Family rips plea deals in teen’s death

The sentencing of the last of three men responsible for the death of 19-year-old Tyrone Sero is scheduled to take place Oct. 23 in Kitsap County Superior Court, just over two years after the marijuana deal gone wrong.

It’s the final step in many months of bloodshed, tears and lengthy legal proceedings, and it’s still just as painful for the family and friends of the late Port Orchard teen. They say the results will not deliver justice for their loss after a lenient plea deal was agreed upon for all three suspects. “No, justice wasn’t served because all three deserve life without the possibility of parole,” Kyra Sero, Tyrone’s cousin, said following the sentencing of Kannon Anthony Stephens. “Kitsap County has failed yet another family.”

Sero went missing in October of 2021 after a planned meetup with Stephens for a sale involving marijuana. Surveillance footage obtained from cameras in a South Kitsap parking lot shows Sero getting into a vehicle and the initial struggle as he was pulled toward the back seats. Stephens confessed to law enforcement that he hid in the rear of the vehicle and shot the victim in the back of the head. The body was taken by him and his accomplices, Eli Malcom Gregory and Karlen Merle Talent, to a property in Mason County to be burned.

It was a brutal crime that Sero’s family now feels is getting the benefit of a soft prosecution team in Kitsap County. A plea deal dropped the initial murder charges brought against all three men, who instead pled guilty to lesser charges of manslaughter, robbery, unlawful imprisonment and assault, among others. As a result, Stephens received a sentence of just a little over 17 years. Talent received just 93 months. The same sentence of over seven years is now expected to be handed down in court to Gregory.
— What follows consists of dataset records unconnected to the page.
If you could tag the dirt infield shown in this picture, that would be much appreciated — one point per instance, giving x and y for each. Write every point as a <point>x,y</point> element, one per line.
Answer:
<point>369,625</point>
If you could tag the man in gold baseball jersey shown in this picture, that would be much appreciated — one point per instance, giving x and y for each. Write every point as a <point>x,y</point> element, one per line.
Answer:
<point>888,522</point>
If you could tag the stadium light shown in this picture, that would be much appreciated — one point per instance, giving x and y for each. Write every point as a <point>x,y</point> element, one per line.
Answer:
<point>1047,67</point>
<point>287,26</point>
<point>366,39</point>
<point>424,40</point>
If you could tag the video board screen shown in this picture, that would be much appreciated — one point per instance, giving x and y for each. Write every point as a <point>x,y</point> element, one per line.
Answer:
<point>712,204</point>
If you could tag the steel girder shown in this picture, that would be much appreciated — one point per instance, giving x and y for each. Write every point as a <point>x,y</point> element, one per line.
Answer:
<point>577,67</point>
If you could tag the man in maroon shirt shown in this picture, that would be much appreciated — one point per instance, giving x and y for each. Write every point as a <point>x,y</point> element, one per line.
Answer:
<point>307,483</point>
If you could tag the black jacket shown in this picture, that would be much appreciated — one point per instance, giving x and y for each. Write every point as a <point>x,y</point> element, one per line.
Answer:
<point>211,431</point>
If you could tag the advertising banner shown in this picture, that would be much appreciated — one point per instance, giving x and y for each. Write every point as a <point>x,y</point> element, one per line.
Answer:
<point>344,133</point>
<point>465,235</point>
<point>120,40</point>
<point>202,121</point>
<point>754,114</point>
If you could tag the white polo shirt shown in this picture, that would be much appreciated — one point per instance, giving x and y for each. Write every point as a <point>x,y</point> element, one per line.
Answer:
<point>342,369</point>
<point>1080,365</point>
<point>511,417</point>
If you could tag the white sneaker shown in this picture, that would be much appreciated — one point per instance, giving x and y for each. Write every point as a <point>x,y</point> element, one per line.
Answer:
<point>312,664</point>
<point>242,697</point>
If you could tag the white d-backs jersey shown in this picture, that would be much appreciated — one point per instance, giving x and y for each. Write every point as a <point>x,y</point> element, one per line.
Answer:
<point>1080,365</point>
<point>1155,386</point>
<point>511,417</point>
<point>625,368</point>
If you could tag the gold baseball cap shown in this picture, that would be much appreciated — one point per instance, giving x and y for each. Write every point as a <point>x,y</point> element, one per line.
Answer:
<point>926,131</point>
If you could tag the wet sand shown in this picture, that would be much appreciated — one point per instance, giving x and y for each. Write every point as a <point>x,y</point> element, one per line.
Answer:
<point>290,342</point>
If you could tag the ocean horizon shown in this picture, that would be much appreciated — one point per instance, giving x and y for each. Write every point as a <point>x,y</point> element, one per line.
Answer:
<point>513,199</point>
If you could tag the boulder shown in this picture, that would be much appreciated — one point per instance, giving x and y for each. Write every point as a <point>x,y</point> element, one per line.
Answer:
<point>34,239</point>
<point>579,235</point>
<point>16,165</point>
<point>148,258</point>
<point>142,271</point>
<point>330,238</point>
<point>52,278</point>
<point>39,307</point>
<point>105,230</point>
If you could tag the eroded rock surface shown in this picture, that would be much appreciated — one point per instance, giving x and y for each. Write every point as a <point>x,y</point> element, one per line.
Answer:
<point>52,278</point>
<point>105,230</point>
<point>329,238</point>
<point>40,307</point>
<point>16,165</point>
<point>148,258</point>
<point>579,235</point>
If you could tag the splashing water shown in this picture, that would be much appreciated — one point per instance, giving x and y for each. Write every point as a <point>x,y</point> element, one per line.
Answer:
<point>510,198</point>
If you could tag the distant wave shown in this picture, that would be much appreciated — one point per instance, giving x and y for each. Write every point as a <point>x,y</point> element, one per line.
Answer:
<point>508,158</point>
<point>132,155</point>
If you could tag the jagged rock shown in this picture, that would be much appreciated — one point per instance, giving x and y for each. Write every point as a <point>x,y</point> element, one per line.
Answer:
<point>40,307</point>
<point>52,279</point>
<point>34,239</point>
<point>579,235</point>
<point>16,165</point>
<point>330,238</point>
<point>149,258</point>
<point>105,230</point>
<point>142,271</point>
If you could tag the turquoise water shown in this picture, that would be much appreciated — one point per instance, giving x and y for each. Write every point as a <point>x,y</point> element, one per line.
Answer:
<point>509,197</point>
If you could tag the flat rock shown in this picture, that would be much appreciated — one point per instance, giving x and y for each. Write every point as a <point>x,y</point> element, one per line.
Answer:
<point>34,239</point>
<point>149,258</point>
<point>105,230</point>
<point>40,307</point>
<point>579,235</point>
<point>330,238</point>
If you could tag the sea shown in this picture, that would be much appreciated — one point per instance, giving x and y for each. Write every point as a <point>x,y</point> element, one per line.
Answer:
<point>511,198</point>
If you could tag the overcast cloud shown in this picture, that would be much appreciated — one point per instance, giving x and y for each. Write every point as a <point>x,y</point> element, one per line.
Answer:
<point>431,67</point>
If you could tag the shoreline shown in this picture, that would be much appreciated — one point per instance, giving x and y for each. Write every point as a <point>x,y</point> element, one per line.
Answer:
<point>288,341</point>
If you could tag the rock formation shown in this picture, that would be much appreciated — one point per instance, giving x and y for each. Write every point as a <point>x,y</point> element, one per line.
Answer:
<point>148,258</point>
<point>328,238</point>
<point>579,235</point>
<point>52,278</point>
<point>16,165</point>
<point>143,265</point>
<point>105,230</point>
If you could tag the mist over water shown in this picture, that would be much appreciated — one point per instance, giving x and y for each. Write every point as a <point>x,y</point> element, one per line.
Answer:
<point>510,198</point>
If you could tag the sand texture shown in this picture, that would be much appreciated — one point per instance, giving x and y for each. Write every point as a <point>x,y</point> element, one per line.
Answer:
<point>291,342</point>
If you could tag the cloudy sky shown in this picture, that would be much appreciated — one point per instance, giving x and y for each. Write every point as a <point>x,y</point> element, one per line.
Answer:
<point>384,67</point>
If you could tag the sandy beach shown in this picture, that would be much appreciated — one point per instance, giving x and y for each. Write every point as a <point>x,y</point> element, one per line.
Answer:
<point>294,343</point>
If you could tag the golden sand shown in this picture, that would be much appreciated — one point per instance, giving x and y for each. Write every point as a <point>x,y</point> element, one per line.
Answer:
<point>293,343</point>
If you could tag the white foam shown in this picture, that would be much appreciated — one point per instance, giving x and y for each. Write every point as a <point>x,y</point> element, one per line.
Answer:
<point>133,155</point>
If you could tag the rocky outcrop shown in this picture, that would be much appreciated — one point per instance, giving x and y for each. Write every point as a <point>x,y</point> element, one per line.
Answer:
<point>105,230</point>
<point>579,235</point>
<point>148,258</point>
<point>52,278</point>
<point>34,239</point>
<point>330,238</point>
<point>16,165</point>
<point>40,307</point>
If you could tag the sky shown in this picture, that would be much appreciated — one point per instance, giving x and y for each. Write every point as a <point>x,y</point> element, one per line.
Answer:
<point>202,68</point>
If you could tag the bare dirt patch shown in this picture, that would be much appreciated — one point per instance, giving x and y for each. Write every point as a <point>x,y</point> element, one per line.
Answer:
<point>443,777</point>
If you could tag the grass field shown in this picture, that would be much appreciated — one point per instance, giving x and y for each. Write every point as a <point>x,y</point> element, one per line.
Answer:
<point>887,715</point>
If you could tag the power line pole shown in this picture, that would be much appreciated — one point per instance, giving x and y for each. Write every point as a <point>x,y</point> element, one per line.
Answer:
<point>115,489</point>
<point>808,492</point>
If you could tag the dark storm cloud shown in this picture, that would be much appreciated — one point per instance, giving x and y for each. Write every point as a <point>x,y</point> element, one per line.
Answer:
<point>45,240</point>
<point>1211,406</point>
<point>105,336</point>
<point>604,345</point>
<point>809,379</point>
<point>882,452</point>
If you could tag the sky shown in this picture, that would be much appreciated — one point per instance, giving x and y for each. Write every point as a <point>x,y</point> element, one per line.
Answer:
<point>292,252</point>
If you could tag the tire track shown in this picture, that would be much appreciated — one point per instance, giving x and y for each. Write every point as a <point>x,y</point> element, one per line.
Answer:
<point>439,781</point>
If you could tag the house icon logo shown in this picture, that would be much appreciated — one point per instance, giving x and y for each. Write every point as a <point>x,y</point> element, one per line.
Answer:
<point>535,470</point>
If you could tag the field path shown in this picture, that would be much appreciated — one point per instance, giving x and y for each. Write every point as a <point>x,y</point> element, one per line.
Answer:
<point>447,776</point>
But the anger of Sero’s supporters continues to be kindled against Prosecuting Attorney Chad Enright and company for an apparent lack of empathy for the victim’s family and friends. Kyra Sero said in a statement directly to prosecutors:“…it’s yet again unfortunate that we stand before the courts as we’ve waited for justice to be served for the last almost 24 months, and this is the best you could do. As a prosecutor, you are here to do one job, and it seems you have forgotten what that job is.”